## Goal
* Continue my investigation in https://zihao12.github.io/topics-simulation-experiments/Investigate_rnmf_least_square.html.

* Although randomized nmf works only for `Frobenius` loss now, it is still interesting to see how it performs on Poisson data. 

## Method
* I simulate data (`p` = 5000, `n` = 1000) from a poisson model, then compute the average poisson loglikelihood, least square error of the fit.

## Summary of results

* It is surprising that all those methods can beat oracle in terms of poisson loglikelihood, considering their objective is least square loss!

* More surprisingly, skdnmf that optimized `kullback-leibler` beta_loss actually gets worse poisson loglikelihood than most other methods that optimize `frobenius` loss!

* Unlike in data generated from normal data, initialization makes less difference in terms of loss (both poisson loglikelihood, and least square)
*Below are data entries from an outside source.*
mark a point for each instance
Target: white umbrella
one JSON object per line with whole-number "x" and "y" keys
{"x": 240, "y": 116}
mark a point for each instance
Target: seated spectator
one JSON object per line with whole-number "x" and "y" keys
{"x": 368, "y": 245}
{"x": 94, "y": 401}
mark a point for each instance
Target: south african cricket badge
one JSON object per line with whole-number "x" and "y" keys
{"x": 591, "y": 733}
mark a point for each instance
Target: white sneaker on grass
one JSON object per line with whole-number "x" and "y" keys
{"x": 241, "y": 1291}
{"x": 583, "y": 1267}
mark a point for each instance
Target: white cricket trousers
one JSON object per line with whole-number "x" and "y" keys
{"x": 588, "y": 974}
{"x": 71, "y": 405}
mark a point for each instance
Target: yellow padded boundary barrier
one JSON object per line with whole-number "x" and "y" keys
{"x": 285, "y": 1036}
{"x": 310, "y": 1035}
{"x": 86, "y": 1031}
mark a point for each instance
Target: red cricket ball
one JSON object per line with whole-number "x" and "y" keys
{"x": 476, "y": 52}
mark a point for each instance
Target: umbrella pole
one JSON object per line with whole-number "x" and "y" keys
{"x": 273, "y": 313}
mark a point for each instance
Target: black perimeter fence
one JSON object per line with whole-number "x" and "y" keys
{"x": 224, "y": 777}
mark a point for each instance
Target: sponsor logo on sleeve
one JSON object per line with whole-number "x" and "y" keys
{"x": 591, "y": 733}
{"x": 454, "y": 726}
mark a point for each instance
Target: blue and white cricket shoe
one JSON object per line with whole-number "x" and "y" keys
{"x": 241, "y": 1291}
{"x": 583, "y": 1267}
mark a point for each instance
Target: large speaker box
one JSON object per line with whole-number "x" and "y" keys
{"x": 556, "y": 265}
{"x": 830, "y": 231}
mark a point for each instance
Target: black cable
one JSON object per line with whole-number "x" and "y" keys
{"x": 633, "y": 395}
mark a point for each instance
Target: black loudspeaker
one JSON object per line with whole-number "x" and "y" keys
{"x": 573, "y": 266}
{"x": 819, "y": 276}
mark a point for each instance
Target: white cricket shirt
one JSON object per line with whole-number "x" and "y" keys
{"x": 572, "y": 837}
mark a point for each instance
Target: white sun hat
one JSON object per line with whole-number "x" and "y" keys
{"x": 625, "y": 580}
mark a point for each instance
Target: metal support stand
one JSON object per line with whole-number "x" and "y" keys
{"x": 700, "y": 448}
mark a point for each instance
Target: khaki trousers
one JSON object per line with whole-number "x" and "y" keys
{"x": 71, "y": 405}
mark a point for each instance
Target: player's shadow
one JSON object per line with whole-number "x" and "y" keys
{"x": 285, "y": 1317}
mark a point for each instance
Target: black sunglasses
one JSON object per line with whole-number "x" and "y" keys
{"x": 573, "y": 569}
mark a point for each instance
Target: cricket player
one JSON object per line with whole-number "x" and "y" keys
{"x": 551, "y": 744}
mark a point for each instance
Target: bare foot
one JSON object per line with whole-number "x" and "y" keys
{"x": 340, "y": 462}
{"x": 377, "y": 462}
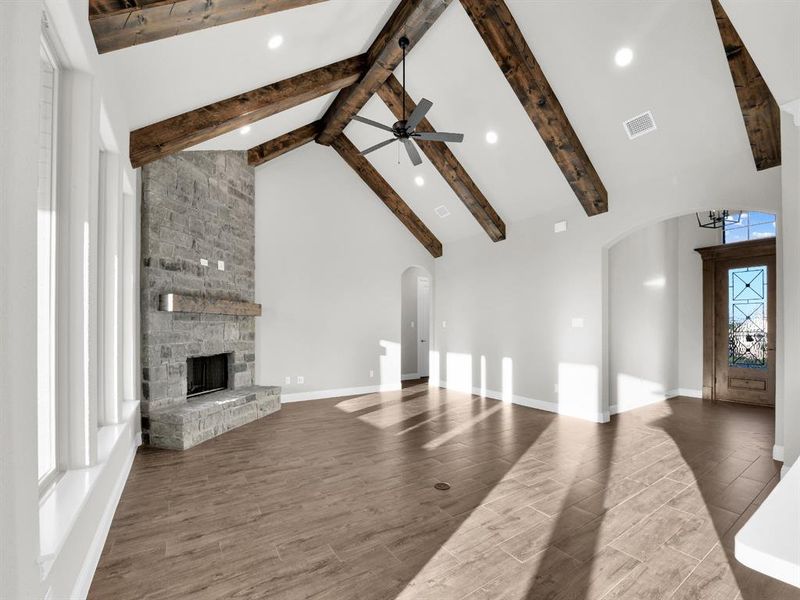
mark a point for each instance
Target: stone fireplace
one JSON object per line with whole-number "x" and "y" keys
{"x": 198, "y": 289}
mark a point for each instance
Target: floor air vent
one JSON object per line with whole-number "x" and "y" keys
{"x": 639, "y": 125}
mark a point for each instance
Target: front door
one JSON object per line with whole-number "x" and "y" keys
{"x": 744, "y": 330}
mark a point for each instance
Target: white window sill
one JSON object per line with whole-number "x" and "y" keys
{"x": 61, "y": 506}
{"x": 770, "y": 541}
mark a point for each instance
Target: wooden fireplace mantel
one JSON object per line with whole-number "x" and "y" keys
{"x": 200, "y": 305}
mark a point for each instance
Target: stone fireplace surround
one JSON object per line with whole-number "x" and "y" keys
{"x": 198, "y": 205}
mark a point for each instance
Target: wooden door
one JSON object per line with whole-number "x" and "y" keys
{"x": 739, "y": 322}
{"x": 745, "y": 352}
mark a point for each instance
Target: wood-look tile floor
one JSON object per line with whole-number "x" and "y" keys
{"x": 334, "y": 500}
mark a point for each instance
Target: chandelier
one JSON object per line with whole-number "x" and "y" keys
{"x": 717, "y": 219}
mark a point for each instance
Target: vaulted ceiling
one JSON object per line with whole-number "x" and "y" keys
{"x": 683, "y": 79}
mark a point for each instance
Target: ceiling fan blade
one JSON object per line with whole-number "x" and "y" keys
{"x": 439, "y": 136}
{"x": 412, "y": 152}
{"x": 378, "y": 146}
{"x": 373, "y": 123}
{"x": 419, "y": 113}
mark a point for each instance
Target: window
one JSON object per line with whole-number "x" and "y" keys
{"x": 45, "y": 273}
{"x": 751, "y": 226}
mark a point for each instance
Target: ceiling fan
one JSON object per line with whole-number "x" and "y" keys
{"x": 404, "y": 130}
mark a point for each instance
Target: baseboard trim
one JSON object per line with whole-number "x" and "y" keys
{"x": 339, "y": 392}
{"x": 92, "y": 559}
{"x": 688, "y": 392}
{"x": 777, "y": 453}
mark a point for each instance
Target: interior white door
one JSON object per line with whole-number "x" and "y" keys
{"x": 423, "y": 325}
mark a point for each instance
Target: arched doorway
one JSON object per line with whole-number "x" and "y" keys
{"x": 415, "y": 316}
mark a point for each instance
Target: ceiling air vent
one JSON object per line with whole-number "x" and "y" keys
{"x": 639, "y": 125}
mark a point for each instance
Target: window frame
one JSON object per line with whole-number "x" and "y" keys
{"x": 47, "y": 480}
{"x": 748, "y": 226}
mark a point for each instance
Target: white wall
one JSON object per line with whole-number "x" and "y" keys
{"x": 690, "y": 303}
{"x": 329, "y": 260}
{"x": 656, "y": 313}
{"x": 49, "y": 544}
{"x": 788, "y": 378}
{"x": 643, "y": 316}
{"x": 19, "y": 524}
{"x": 540, "y": 302}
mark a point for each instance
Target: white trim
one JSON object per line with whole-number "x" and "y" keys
{"x": 91, "y": 493}
{"x": 339, "y": 392}
{"x": 687, "y": 392}
{"x": 90, "y": 562}
{"x": 777, "y": 453}
{"x": 793, "y": 108}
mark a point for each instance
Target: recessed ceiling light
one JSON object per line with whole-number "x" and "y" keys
{"x": 623, "y": 57}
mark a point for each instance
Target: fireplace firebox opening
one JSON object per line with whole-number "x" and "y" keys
{"x": 206, "y": 374}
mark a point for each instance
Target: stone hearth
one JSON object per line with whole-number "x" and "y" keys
{"x": 185, "y": 425}
{"x": 198, "y": 292}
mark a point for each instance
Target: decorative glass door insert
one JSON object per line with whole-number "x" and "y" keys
{"x": 747, "y": 317}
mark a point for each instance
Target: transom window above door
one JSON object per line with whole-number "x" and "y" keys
{"x": 750, "y": 226}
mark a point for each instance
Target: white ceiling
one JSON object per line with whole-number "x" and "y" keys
{"x": 771, "y": 31}
{"x": 679, "y": 72}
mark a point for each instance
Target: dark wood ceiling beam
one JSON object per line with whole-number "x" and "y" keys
{"x": 760, "y": 110}
{"x": 391, "y": 92}
{"x": 282, "y": 144}
{"x": 412, "y": 18}
{"x": 118, "y": 24}
{"x": 386, "y": 193}
{"x": 505, "y": 41}
{"x": 196, "y": 126}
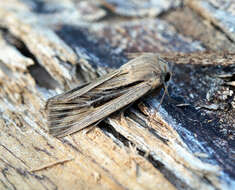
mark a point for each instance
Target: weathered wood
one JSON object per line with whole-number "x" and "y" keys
{"x": 50, "y": 47}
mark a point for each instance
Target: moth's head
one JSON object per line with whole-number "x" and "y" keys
{"x": 165, "y": 74}
{"x": 161, "y": 72}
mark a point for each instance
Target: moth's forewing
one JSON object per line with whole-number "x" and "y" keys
{"x": 81, "y": 107}
{"x": 92, "y": 115}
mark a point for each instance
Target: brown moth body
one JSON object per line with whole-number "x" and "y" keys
{"x": 85, "y": 105}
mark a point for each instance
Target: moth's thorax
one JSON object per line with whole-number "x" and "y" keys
{"x": 149, "y": 68}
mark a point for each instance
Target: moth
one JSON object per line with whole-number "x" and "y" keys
{"x": 90, "y": 103}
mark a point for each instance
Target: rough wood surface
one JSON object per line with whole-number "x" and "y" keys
{"x": 50, "y": 46}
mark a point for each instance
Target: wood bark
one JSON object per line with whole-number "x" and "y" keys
{"x": 48, "y": 47}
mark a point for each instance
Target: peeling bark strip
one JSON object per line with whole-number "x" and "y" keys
{"x": 187, "y": 144}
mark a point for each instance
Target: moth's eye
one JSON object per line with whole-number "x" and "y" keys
{"x": 167, "y": 77}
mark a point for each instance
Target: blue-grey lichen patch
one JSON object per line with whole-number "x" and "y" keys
{"x": 148, "y": 35}
{"x": 221, "y": 16}
{"x": 139, "y": 8}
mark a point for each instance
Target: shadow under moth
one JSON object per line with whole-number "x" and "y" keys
{"x": 88, "y": 104}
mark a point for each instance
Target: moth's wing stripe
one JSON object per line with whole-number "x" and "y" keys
{"x": 91, "y": 86}
{"x": 101, "y": 112}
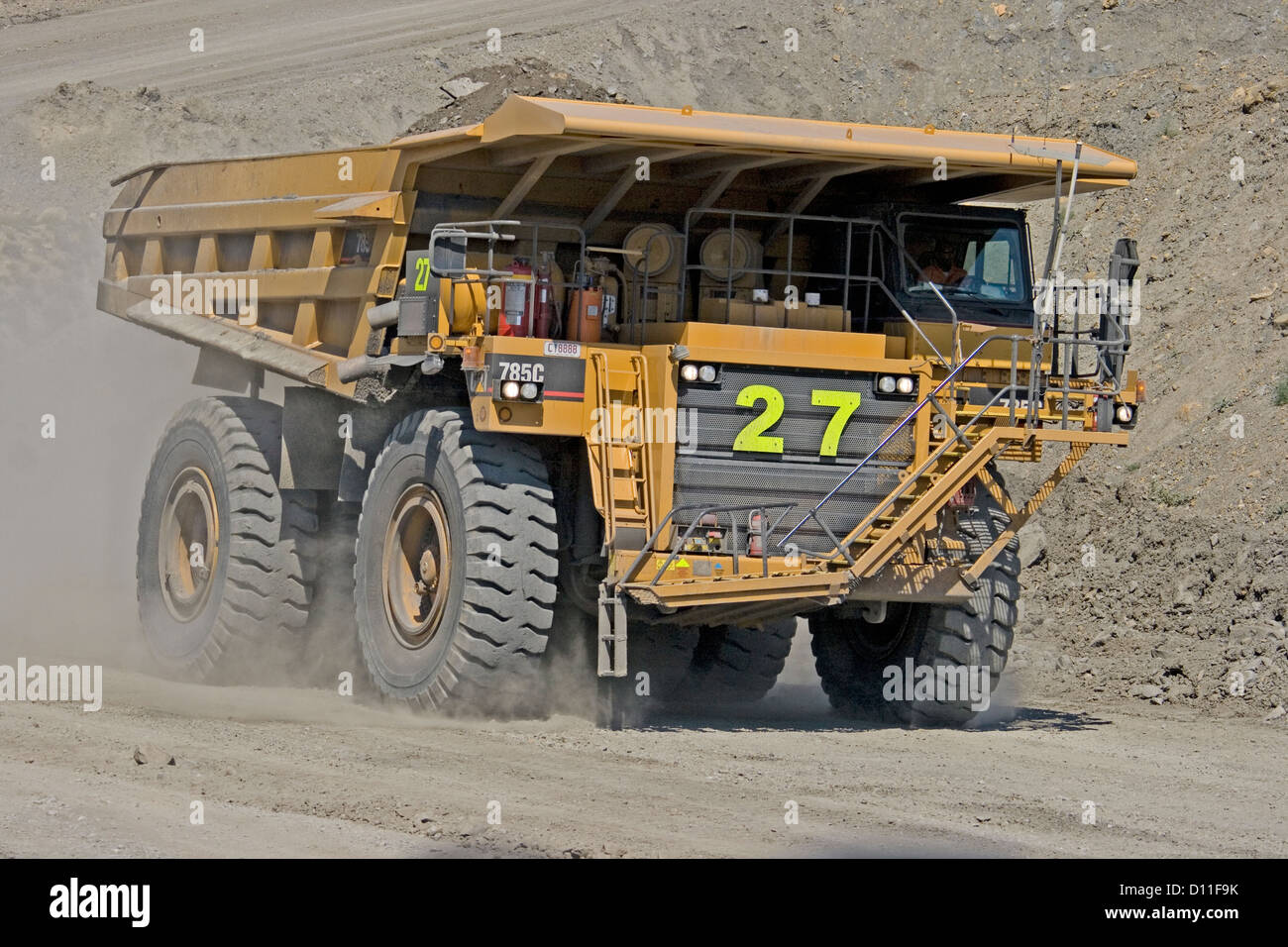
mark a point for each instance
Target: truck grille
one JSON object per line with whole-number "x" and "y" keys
{"x": 708, "y": 472}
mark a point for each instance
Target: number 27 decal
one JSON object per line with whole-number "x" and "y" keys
{"x": 752, "y": 437}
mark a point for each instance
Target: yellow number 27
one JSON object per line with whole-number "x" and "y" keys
{"x": 754, "y": 438}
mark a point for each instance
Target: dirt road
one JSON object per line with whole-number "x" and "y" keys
{"x": 307, "y": 774}
{"x": 1189, "y": 525}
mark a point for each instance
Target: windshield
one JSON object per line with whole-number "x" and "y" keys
{"x": 965, "y": 258}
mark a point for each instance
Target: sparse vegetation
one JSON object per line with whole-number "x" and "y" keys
{"x": 1170, "y": 497}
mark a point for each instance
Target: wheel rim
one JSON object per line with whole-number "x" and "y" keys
{"x": 416, "y": 566}
{"x": 188, "y": 544}
{"x": 883, "y": 639}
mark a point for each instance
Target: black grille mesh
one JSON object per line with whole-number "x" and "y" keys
{"x": 708, "y": 472}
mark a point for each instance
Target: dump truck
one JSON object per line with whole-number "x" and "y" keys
{"x": 658, "y": 380}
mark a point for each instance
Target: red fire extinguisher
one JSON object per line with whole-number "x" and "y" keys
{"x": 515, "y": 313}
{"x": 545, "y": 309}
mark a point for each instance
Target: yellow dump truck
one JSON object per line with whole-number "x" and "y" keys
{"x": 664, "y": 377}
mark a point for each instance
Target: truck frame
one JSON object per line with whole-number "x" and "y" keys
{"x": 660, "y": 380}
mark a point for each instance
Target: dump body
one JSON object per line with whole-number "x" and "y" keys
{"x": 790, "y": 479}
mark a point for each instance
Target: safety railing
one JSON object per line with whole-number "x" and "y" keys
{"x": 467, "y": 231}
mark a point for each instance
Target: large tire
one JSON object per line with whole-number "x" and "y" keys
{"x": 220, "y": 578}
{"x": 851, "y": 655}
{"x": 473, "y": 510}
{"x": 734, "y": 664}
* Only consider methods that beat oracle in both poisson loglikelhood and least square, the computation time (in seconds) is:
```txt
0.575 (randomized nmf hals; init = `nndsvd`)
0.606 (skdnmf cd frobenius; init = `nndsvda`)
5.807 (nmf hals; init = `nndsvd`)
15.590 (skdnmf mu kl; init = `random`)
```

In [1]:
import numpy as np
import os
import sys
import time
sys.path.insert(0,'../code/')
from utility import compute_loglik
import ristretto
from ristretto.nmf import compute_nmf
from ristretto.nmf import compute_rnmf
from scipy.stats import poisson
from sklearn.decomposition import NMF

In [2]:
def compute_least_sqr_loss(X,Lam):
    p, n = X.shape
    return (np.square((X - Lam))).sum()/(n*p)

In [3]:
def simulate_pois(n, p, rank, seed=0):
    np.random.seed(seed)
    W = np.random.normal(size=(rank, n))
    W = np.exp(W)
    A = np.random.normal(size=(p, rank))
    A = np.exp(A)
    Lam = A.dot(W)
    X = np.random.poisson(lam=Lam) 
    ll = compute_loglik(X,A,W)
    return X, Lam, ll['poisson_ll']

In [4]:
n = 1000
p = 5000
r = 5
np.random.seed(123)
X, Lam,p_ll = simulate_pois(n,p,r)
ls_ll = compute_least_sqr_loss(X,Lam)
print("mean poisson ll     : " + str(p_ll))
print("mean least square ll: " + str(ls_ll))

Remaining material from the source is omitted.